As the deadline for the TikTok ban draws near, President-elect Donald Trump has entered the highly politicized arena and urged the Supreme Court to pause the shutdown and allow him time to “negotiate a resolution.” Back in April, Congress voted to ban the app unless TikTok’s owner, ByteDance, divested from its Chinese parent company by Jan. 19, the day before Trump’s inauguration. Though he vowed to “save TikTok” during his campaign, he didn’t give details on how he would do so. Now, with a SCOTUS hearing scheduled for next week, will Trump get the opportunity to execute his Art of the Deal strategy?
The TikTok Clock Runs Down
President Joe Biden gave TikTok the ultimatum in April 2024 when he signed the Protecting Americans From Foreign Adversary Controlled Applications Act. Despite his concerns about the app’s supposed threat to the country, he still used it during his presidential campaign. Nearly two weeks ago, TikTok filed an emergency application at the Supreme Court, asking the justices to put the potential Jan. 19 ban on hold until the company could get its First Amendment claims sorted out. The Court agreed, expedited a hearing, and scheduled it for Jan. 10.
Trump claims if the deadline is pushed until he is back in the Oval Office, the Court’s opinion won’t be necessary. “President Trump alone possesses the consummate dealmaking expertise, the electoral mandate, and the political will to negotiate a resolution to save the platform while addressing the national security concerns,” wrote John Sauer, Trump’s pick for solicitor general, in the president-elect’s amicus brief.
But the Biden administration and some lawmakers say the app’s Chinese ownership remains a threat to national security because “of the vast amount of user tracking and data collection it performs,” reported The New York Times, “and because of the risk that Beijing could use the app to spread propaganda.”
In an interview earlier this year, some former TikTok employees told Fortune the connection between TikTok and ByteDance is “overblown and rooted in xenophobia.” Jacob Wallach, a part of TikTok’s global business solutions team from 2020 to 2022, said the company’s “data collection practices are no less concerning than those of Meta, Google, or Amazon,” explained The Verge, a technology news website.
In 2022, to address national security concerns, TikTok began re-routing all its US data through Oracle, a tech company based in Austin, in an operation known as Project Texas, which could explain why Trump doesn’t have the same concerns about the app as he once did.
Still, the Justice Department argues the company’s Chinese ownership makes it an ongoing danger to US national security. Most lawmakers agree.
The Plot Thickens
Montana Attorney General Austin Knudsen brought together 22 attorneys general on Dec. 27 to file an amicus brief requesting the Supreme Court to continue with its divest-or-ban legislation. On the same day, the Foundation for Individual Rights and Expression (FIRE) led a coalition of organizations in its own amicus brief, “urging the Supreme Court to reverse the decision.”
As FIRE sees it, lawmakers, in their concerns for national security regarding TikTok, have shown a “desire to control the American public’s information diet in a way that strikes at the heart of the First Amendment.”
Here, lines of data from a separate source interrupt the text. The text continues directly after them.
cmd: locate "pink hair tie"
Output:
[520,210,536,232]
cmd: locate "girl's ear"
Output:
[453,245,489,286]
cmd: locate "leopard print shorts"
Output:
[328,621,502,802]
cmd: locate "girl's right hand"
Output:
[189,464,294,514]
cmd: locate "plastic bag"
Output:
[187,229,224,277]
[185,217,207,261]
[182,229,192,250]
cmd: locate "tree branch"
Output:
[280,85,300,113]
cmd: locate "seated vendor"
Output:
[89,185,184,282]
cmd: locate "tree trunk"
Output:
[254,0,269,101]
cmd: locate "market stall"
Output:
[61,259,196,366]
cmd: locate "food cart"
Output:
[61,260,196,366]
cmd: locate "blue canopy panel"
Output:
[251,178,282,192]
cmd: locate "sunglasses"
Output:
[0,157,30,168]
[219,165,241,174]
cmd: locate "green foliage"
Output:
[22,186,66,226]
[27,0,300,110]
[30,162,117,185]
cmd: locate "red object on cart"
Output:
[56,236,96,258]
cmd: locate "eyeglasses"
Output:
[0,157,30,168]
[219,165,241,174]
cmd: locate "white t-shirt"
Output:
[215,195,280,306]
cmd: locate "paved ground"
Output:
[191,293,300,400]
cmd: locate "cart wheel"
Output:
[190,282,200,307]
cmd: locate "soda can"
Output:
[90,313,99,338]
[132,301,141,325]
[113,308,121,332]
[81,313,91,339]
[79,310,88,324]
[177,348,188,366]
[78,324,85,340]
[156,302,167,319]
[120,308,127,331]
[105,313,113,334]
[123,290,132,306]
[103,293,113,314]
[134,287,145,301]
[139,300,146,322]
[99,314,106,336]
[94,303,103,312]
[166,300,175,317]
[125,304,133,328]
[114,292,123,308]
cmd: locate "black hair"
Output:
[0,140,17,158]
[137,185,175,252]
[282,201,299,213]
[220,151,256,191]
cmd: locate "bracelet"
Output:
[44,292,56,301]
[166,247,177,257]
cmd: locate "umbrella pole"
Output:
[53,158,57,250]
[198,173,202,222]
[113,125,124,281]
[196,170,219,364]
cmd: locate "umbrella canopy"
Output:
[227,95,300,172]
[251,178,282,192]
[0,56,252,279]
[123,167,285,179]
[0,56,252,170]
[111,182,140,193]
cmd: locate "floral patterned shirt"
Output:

“The government doesn’t have the power to pull the plug on TikTok without demonstrating exactly why such a dramatic step is absolutely necessary,” wrote Will Creeley, legal director at FIRE. “It has failed to publicly lay out the case for cutting off an avenue of expression that 170 million of us use. The First Amendment requires a lot more than just the government’s say-so. Fifty years after the publication of the Pentagon Papers, Americans understand that invoking ‘national security’ doesn’t grant the government free rein to censor. By failing to properly hold the government to its constitutionally required burden of proof, the court’s decision erodes First Amendment rights now and in the future.”
If the platform were banned from the United States, the backlash from its millions of users and First Amendment advocates would likely be fierce. Not to mention, the federal government prohibiting a social media platform from being used in the country would look to many people like an open door to more censorship. Or, as Sauer wrote: “There is a jarring parallel between the D.C. Circuit’s near-plenary deference to national security officials calling for social-media censorship, and the recent, well-documented history of federal officials’ extensive involvement in social-media censorship efforts directed at the speech of tens of millions Americans.”
Trump hasn’t expressed his thoughts on the merits of the case, but he called it “historically challenging.” Indeed it is, and banning TikTok could set a dangerous precedent.